Serena Williams, right, talks with referee Brian Earley as chair umpire Carlos Ramos looks on during the women's final.  (AP)

The umpire instantly awarded a game to Osaka, citing a “verbal abuse call” against Williams.

It was at this point that Williams sought out the referee and argued that the harsh call had been made because of her gender.

“Do you know how many other men do things that are much worse than that? This is not fair. There’s a lot of men out here that have said a lot of things, and because they are men, that doesn’t happen to them,” she said to the referee.

“There are men out here that do a lot worse but because I’m a woman, because I’m a woman you’re going to take this away from me? That is not right.”

Williams stood by her performance at the post-match news conference, saying: “I’ve seen other men call other umpires several things and I’m here fighting for women’s rights and for women’s equality.”

Later Saturday, Williams received some support in the form of tweets from tennis legend Billie Jean King.

"Several things went very wrong during the @usopen Women’s Finals today," King wrote. "Coaching on every point should be allowed in tennis. It isn’t, and as a result, a player was penalized for the actions of her coach. This should not happen.

"When a woman is emotional, she’s “hysterical” and she’s penalized for it," King continued. "When a man does the same, he’s “outspoken” & and there are no repercussions. Thank you, @serenawilliams, for calling out this double standard.
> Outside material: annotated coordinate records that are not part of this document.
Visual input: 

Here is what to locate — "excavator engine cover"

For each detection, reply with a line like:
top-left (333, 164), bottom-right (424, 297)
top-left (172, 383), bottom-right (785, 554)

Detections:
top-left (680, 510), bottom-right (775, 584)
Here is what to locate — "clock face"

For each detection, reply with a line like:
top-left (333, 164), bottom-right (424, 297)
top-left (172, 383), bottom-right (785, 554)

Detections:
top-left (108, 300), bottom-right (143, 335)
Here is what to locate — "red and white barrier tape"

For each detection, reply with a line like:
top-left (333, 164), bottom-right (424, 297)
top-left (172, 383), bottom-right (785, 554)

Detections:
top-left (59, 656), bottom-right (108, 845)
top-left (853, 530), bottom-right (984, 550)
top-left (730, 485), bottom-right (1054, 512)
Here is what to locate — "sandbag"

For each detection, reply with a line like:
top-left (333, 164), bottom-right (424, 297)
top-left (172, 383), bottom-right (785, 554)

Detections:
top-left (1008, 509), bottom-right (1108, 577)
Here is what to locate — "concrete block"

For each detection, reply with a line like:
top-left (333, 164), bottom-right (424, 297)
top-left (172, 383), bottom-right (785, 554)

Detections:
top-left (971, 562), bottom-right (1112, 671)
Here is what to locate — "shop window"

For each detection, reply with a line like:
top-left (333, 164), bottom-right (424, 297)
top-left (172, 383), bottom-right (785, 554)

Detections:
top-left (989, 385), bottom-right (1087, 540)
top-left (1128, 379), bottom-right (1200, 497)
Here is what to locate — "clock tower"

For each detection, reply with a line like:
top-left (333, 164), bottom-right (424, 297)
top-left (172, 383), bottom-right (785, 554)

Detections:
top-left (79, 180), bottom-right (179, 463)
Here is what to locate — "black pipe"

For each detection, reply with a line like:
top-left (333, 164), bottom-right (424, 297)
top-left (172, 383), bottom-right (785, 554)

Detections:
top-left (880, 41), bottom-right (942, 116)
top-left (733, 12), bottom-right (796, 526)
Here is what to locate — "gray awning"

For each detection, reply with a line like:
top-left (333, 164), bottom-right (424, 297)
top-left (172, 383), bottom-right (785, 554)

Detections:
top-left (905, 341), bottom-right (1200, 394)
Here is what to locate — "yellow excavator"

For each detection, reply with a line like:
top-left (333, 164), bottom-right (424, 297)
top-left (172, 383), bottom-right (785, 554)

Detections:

More voices are needed to do the same."

Williams’ coach, Patrick Mouratoglou, later admitted to an ESPN reporter that “I was coaching.”

“I’m honest, I was coaching. I mean, I don’t think she looked at me so that’s why she didn’t even think I was. But I was like 100 percent of the coaches on [sic] 100 percent of the matches.”

He said that he believes that rules like this “are killing tennis.”

“I have always said it. … Not to allow the players to express their feelings is stupid, I mean it’s not a big deal breaking racquets.”

Williams said later at the press conference: “I don’t need to cheat to win. I’ve won enough. That’s never been something I’ve ever done, you know.”